ONE of the
saddest consequences of the economic crisis ravaging Greece is that suicide has
risen steadily in a country where the number of people taking their own life
used to be comparatively low. The official statistics are bad enough, but they
almost certainly under-state the phenomenon.
In
2011 it was recorded that 393 Greek men and 84 women had taken their own lives;
that was up from 336 men and 41 women in 2010. Klimaka, a Greek NGO which drew
attention to these figures, reckons that serious suicide attempts (regardless
of the outcome) are 15-20 times more frequent than recorded suicides.
Every so often a dramatic act of despair catches the country's imagination. In spring last year a 77-year-old retired pharmacist shot himself in the head in the central square of Athens, leaving a note saying that he could not bear the idea of "scavenging in dustbins for food and becoming a burden to my child… "And anybody who knows Greece well can probably think of at least one acquaintance whose death was prompted, entirely or in part, by financial desperation.
One reason why official suicide rates are
misleadingly low is the social, and spiritual, stigma attached to the act. As
with most Christian denominations, suicide is condemned by the Orthodox Church,
to which most Greeks, with widely varying levels of conviction, formally
belong. By its own rules, the church should refuse the usual burial rites to a
person who has taken his own life, although the rules may be relaxed if it can
be shown the balance of the mind was disturbed.

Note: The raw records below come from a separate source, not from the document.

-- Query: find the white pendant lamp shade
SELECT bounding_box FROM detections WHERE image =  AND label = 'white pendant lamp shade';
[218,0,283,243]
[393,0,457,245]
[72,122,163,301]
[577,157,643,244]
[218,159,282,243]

For all these reasons, a pronouncement by
the Archbishop of Athens on the subject of suicide commands attention.
Archbishop Hieronymus, a more sympathetic and less verbose figure than some of
his recent predecessors, addressed [in Greek] the issue in a newspaper column
yesterday, using a tone that was pretty humane, as church statements on the
matter go. Suicide, he wrote in Kathimerini, could be undertaken for many reasons,
none of them ultimately well-founded: ranging from simple despair to a desire
to punish our nearest and dearest, or even to regain the love of people who see
us as a failure. It sometimes reflected a person's loss of a relationship with
God or a desire to punish God.
"I won't go on any longer, so as to not to give the wrong impression that I judge harshly the people who resort to the act in question. Our respect for their memory and the love we feel for them as unique human persons must remain undiminished," he added. (Those are not easy words for an Orthodox bishop to say; they recall some of the more humane recent pronouncements of Pope Francis.) But the archbishop urged the media not to glamorize acts of suicidal protest.
As you'd expect from a Christian hierarch,
he rejected the secular-humanist view of suicide as a valid personal choice, a
view summed up by the title of a popular British play: "Whose life is it
anyway?" As he put it: "The universal
principles of personal freedom and self-determination cannot be called into
question… but they do have limits. They cannot remain unlimited when, applied
in a certain way, they cause so much pain." While insisting that suicide
was the wrong way to utter a cry of despair, the archbishop urged all those
affected or bereaved by the act to reflect on their own failure to offer succor
in time.
When Greek clergy have hit the headlines in
recent times, it has often been for lamentable reasons: because they are
fighting inter-church turf wars or embroiled in financial scandals. To his
credit, Archbishop Hieronymus has largely avoided those traps, and he has
spoken out against the anti-immigrant racism, some of it using quasi-religious
rhetoric, which has raised its head in Greece. And whether people fully agree
with it or not, this latest intervention will also be received with respect.